在 F# 中有效地投影列表列表 [英] Projecting a list of lists efficiently in F#

问题描述

我必须对列表列表进行投影，该列表返回每个列表中每个元素的所有组合.例如:

I have to do projection of a list of lists which returns all combinations with each element from each list.

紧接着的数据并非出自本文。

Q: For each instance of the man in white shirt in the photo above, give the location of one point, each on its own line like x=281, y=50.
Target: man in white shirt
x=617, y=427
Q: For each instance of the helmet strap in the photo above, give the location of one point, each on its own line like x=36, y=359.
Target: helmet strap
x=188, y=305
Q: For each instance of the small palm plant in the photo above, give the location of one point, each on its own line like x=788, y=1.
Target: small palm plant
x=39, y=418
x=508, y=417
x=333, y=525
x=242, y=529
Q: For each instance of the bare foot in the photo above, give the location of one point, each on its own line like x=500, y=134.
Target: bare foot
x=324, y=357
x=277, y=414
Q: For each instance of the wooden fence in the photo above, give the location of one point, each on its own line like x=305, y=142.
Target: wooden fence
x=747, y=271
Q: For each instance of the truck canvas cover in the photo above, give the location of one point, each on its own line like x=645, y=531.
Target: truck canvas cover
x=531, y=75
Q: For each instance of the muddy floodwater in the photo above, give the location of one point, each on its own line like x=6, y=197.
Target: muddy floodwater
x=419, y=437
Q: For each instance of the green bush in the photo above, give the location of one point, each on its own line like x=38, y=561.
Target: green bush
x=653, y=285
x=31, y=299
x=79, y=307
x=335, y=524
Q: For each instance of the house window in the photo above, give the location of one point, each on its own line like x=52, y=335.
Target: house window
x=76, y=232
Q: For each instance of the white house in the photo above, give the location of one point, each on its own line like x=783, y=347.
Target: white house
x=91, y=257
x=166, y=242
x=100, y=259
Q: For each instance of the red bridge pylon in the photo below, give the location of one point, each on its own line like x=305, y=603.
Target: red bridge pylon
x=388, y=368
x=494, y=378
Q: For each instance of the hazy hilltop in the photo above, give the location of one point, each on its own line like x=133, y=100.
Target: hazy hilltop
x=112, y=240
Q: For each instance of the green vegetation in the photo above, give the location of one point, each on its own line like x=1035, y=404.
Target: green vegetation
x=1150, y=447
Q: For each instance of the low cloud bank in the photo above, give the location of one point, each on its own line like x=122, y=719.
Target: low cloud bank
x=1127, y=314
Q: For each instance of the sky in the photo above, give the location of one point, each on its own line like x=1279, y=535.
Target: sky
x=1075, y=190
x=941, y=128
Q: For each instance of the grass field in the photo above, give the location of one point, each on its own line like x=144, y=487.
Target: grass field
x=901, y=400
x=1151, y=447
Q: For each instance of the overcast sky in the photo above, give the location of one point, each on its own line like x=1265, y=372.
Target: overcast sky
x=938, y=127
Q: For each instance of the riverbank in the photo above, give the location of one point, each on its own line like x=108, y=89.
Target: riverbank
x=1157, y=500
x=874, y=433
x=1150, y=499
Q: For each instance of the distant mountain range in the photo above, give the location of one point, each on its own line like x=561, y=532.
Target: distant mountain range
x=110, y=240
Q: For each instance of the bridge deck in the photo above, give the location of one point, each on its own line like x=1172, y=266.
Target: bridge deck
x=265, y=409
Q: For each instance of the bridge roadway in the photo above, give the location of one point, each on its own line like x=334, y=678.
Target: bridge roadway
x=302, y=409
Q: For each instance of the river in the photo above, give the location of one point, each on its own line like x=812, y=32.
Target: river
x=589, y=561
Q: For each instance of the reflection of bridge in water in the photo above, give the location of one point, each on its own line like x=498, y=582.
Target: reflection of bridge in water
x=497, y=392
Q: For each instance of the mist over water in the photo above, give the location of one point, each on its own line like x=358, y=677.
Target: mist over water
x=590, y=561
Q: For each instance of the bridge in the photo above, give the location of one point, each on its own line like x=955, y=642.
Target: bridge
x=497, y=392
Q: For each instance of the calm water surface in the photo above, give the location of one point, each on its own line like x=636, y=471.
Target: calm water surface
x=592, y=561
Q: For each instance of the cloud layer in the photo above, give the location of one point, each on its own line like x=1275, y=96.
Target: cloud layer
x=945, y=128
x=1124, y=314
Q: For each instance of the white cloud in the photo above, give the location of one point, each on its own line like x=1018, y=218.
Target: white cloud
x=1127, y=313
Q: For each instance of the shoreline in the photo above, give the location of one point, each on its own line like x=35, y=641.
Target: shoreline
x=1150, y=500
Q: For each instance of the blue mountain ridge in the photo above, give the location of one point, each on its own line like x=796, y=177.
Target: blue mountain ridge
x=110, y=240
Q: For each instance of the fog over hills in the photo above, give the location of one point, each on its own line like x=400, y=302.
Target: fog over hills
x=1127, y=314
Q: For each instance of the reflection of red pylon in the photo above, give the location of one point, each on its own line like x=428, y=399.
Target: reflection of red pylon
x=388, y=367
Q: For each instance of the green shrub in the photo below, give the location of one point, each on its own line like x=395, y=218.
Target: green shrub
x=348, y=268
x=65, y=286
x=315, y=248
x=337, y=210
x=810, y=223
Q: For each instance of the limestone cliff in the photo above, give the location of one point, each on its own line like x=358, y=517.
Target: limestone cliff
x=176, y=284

For example:

projection([[1]; [2; 3]]) = [[1; 2]; [1; 3]].
projection([[1]; [2; 3]; [4; 5]]) = [[1; 2; 4]; [1; 2; 5]; [1; 3; 4]; [1; 3; 5]].

我想出了一个函数:

let projection lss0 =
    let rec projectionUtil lss accs =
        match lss with
        | []        ->  accs
        | ls::lss'  ->  projectionUtil lss' (List.fold (fun accs' l -> 
                                                        accs' @ List.map (fun acc -> acc @ [l]) accs) 
                                                        [] ls)
match lss0 with
| [] -> []
| ls::lss' ->         
    projectionUtil lss' (List.map (fun l -> [l]) ls)

和一个测试用例:

#time "on";;
let N = 10
let fss0 = List.init N (fun i -> List.init (i+1) (fun j -> j+i*i+i));;
let fss1 = projection fss0;;

该函数现在很慢，N = 10 需要 10 多秒才能完成.此外，我认为该解决方案是不自然的，因为我必须以两种不同的方式分解同一个列表.对于如何提高函数的性能和可读性有什么建议吗?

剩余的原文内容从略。